The results from the benchmark for structure prediction in Table 1 must be interpreted with care. First, the tested methods can be run with different parameters, possibly producing better results. However, as a typical user has no prior knowledge about the structure, the default parameters for each method are used. Of course, a comprehensive benchmark should include a larger number of structures to obtain a more reliable evaluation. However, in this study, the focus has been on a test set where the structures are supported experimentally. Many structures have been published, which were determined using computational tools and this will inevitably create a bias in a benchmark, and thus they were excluded here.

5.4 Gaining confidence with multiple sequences

Here, an extension of the single sequence prediction method DotKnot was presented based on the pairwise comparison of structure elements.
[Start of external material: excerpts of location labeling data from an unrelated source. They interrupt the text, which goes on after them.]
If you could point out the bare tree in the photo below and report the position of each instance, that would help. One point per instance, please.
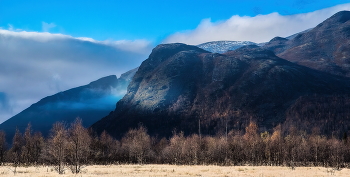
(14, 154)
(79, 145)
(138, 144)
(3, 146)
(56, 148)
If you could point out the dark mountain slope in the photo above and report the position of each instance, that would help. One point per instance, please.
(325, 47)
(179, 84)
(89, 102)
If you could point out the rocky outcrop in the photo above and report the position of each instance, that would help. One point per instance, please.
(179, 86)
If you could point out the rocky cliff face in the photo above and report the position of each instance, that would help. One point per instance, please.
(325, 47)
(89, 102)
(179, 86)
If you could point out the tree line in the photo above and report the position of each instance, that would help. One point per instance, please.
(73, 147)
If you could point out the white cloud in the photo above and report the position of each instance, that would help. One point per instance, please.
(35, 65)
(47, 26)
(260, 28)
This approach called DotKnot-PW is designed as an algorithm for finding the structure including H-type pseudoknots common to two sequences. As shown in Table 1, DotKnot-PW can greatly improve structure predictions for RNA families when compared with the single sequence prediction using DotKnot. In some cases, a comparative approach might have lower sensitivity than a single sequence prediction; however, this should not generally be judged as ‘inferior’. For example, ncRNAs might preserve some integral base pairs throughout evolution and only these will be detected by a comparative approach, which returns the set of base pairs common to a set of evolutionarily related sequences. DotKnot-PW uses a set of unaligned sequences as the input; therefore, no expert user intervention is required. In the future, DotKnot-PW will be extended to include intramolecular kissing hairpins. Furthermore, constrained folding will be implemented to predict a structure subject to constraints, e.g. enforce certain base pairs or regions, which must remain unpaired.

6 CONCLUSION

DotKnot-PW has been designed as a dedicated pseudoknot prediction tool and should be applied to RNA sequences where pseudoknotted interactions are suspected in the structures. Prediction accuracy will inevitably decrease for sequences, which are longer than say 400 nt for any single sequence structure prediction method (Reeder et al., 2006). To achieve reliable results, short sequences should be folded using DotKnot and predictions should be compared with results from other methods from the literature. To gain confidence in predictions, subsequent comparative prediction using DotKnot-PW and other comparative methods is highly recommended. Ideally, experimental verification of computationally predicted pseudoknots should be sought.